The Market is setting new highs on a weekly basis. While there is still more fuel in the pipeline in the form of tax cuts, and continued low long term rates, the market is now almost nine years long. Eventually gravity will take its toll on the market. Are you ready?
What are some strategies that an investor can deploy and still take advantage of market growth? Some strategies get rather exotic, and actually take time and care to deploy. For those worried about a market correction, here are three strategies that are fairly painless, and will help you sleep better at night!
Here are three strategies for withstanding a market correction that are fairly painless, and will help you sleep better at night!
1. Diversify (but with a twist) – Every investment textbook touts the benefits of reducing risk by investing in multiple stocks in diverse AND non-correlated industries.

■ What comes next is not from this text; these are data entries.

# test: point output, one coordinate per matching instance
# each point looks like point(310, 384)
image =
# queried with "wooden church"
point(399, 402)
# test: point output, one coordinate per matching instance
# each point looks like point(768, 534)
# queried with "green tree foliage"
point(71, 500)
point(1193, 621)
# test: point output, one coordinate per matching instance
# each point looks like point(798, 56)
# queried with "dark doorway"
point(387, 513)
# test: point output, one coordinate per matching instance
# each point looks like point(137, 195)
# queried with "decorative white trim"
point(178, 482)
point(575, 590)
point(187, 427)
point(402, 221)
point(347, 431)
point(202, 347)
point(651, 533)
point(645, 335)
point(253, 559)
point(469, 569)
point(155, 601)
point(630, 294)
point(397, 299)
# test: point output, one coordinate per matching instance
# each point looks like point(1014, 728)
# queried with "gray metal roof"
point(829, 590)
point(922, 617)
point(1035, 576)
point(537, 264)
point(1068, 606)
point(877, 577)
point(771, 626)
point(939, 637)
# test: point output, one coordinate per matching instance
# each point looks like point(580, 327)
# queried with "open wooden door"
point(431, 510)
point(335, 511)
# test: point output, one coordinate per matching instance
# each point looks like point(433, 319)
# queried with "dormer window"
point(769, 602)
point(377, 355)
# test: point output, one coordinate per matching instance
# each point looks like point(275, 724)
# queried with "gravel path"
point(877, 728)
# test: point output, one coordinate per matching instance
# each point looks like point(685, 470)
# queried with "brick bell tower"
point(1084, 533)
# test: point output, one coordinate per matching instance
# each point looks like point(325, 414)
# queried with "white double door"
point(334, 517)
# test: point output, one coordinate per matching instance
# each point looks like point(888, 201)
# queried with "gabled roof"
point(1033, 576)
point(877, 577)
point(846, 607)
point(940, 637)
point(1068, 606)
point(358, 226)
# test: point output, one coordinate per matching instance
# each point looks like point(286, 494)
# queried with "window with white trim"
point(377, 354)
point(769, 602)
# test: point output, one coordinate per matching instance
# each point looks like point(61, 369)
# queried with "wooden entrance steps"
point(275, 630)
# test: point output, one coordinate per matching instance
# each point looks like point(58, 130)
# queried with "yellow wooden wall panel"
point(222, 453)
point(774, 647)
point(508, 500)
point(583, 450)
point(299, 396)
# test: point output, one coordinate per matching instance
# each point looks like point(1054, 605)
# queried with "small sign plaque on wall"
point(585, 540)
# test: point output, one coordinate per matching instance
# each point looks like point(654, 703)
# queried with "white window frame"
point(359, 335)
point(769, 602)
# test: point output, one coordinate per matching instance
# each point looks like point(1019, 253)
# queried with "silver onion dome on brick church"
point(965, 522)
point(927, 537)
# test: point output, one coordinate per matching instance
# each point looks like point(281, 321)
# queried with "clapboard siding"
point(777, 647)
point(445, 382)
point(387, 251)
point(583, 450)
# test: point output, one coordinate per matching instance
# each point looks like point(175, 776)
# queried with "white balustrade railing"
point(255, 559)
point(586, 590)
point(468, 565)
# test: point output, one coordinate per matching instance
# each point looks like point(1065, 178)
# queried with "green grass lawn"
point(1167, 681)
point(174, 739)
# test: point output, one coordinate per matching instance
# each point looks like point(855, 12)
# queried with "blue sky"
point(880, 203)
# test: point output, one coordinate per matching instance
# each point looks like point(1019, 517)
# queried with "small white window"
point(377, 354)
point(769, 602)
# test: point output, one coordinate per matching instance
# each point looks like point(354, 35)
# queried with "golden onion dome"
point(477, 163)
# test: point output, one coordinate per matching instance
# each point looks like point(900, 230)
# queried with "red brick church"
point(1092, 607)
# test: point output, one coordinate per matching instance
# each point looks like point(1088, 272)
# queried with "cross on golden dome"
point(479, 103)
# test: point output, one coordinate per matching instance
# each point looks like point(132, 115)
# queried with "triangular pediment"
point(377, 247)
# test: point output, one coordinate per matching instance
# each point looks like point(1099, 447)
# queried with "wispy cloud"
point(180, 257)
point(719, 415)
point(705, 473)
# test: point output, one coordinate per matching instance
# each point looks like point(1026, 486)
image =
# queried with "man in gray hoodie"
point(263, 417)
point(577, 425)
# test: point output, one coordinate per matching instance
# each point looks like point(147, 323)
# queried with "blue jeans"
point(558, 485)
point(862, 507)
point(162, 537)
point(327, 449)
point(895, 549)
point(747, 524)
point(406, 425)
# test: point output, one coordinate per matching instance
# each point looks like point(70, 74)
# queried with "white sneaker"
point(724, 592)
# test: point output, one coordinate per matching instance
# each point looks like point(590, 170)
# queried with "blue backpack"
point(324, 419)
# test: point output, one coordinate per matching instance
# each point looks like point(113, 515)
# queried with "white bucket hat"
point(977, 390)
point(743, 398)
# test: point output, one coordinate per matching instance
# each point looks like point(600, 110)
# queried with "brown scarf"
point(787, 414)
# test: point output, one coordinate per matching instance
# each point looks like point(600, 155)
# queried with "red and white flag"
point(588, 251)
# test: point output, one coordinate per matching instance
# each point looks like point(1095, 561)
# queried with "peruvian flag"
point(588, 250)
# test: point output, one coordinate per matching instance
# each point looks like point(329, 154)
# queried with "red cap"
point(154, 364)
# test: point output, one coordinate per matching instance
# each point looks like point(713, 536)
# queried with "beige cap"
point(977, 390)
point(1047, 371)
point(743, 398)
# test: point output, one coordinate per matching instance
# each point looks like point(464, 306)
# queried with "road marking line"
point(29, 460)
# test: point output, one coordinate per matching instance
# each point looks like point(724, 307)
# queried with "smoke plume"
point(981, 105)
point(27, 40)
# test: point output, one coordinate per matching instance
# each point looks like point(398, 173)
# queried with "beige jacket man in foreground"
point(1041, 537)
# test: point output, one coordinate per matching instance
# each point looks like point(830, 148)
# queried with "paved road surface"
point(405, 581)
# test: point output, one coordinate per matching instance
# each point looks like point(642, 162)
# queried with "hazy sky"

The twist is to avoid industries that either won’t benefit from the tax cut, or that may have become overvalued without any upside impetus. A good example is utilities. Utilities have benefited from lowering energy prices over the last five years. That direction appears to be at an end, and most utilities will be mandated to pass the benefits of the tax cut on to their customers in the form of lower prices. Find industries that will continue to benefit from the strong economy, and that have trapped earnings overseas.
2. Stop Losses – If you feel the market correction coming, you can put in some stop loss orders. The good news is that your portfolio should have nice increases across the board. Put in a stop loss sell order on some of your bigger holdings which have had a nice runup. By doing this, your broker will automatically sell some of your positions in the event of a correction, and give you cash available to put back into the market when it stabilizes
3. Put Options – If you really are losing sleep about a market correctoin and still want to put a floor under your portfolio, investigate buying a put option on one of the big market indexes. Put options give you the right to sell a stock, and profit when a stock (or in this case an index) goes down. Many people call it portfolio insurance.
Obviously, there are plenty of reasons to think that the market has continued upside. The smart investor, however, should think about how their portfolio is positioned, and ensure that there is some downside protection. It may cost some money to put these transactions in place, but the benefits are many. A well diversified portfolio with downside protection can help you invest confidently, and not worry at night!